Parlamentares da oposição afirmam que ainda não tiveram acesso ao relatório do deputado Paulinho da Força, de São Paulo, que propõe reduzir a pena do ex-presidente Jair Bolsonaro para 2 anos e quatro meses. A ausência do texto oficial tem paralisado as negociações e alimentado o impasse em torno do projeto que altera as punições dos condenados pelos atos de 8 de janeiro de 2023.
O líder da oposição no Senado, Rogério Marinho, do Rio Grande do Norte, disse que não recebeu o relatório e cobrou sua divulgação. Ele argumenta que o atraso pode estar ligado a interferências externas e pressiona o relator a liberar o conteúdo para iniciar o debate. Segundo o senador, o objetivo é votar a proposta ainda neste ano, seja na Câmara ou no Senado.
Na Câmara, a insatisfação é semelhante. O deputado Luiz Lima, do Rio de Janeiro, afirmou que o partido não recebeu nenhuma versão escrita do relatório, apesar das conversas iniciais com o relator. Ele declarou que tudo ficou apenas na fala e que não houve acesso à proposta.

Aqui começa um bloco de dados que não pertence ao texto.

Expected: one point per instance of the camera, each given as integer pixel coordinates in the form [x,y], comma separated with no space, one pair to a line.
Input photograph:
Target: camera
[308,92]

Paulinho da Força é o relator desde setembro. O projeto original previa anistia ampla aos condenados pelos ataques de 8 de janeiro, mas ele alterou a proposta para tratar apenas da dosimetria das penas, reduzindo as condenações sem extinguir os crimes. Em entrevista, o deputado disse que a tramitação só avançará se o PL aceitar o texto sem mudanças. Segundo ele, ou a oposição aprova integralmente sua proposta ou não haverá acordo e nem votação.
Embora o relatório siga sem ser apresentado, Rogério Marinho avalia que há ambiente para colocar o projeto em votação ainda neste ano. Ele afirmou estar em diálogo com os presidentes da Câmara e do Senado para viabilizar o avanço.
No Senado, parte da oposição defende que ainda é possível retomar a proposta de anistia total aos envolvidos. A senadora Damares Alves disse não ter recebido informações sobre o andamento do texto. Já a deputada Bia Kicis, do Distrito Federal, afirmou ser contrária ao enfoque na redução de penas e voltou a defender a anistia ampla, argumentando que somente o perdão total atenderia ao sentimento de injustiça apontado pelos apoiadores.
O debate ganhou força após o início do cumprimento das penas impostas aos condenados. Aliados de Bolsonaro reagiram publicamente e pediram que o Congresso acelere a avaliação das propostas em discussão.
A discussão afeta o cenário político nacional e é acompanhada por eleitores de todo o país, incluindo Piracicaba, onde o tema mobiliza grupos favoráveis e contrários à anistia. Com o Congresso em ritmo acelerado nas últimas semanas do ano, parlamentares admitem que a chance de votação existe, mas depende diretamente da liberação do relatório e da construção de um acordo mínimo entre as bancadas.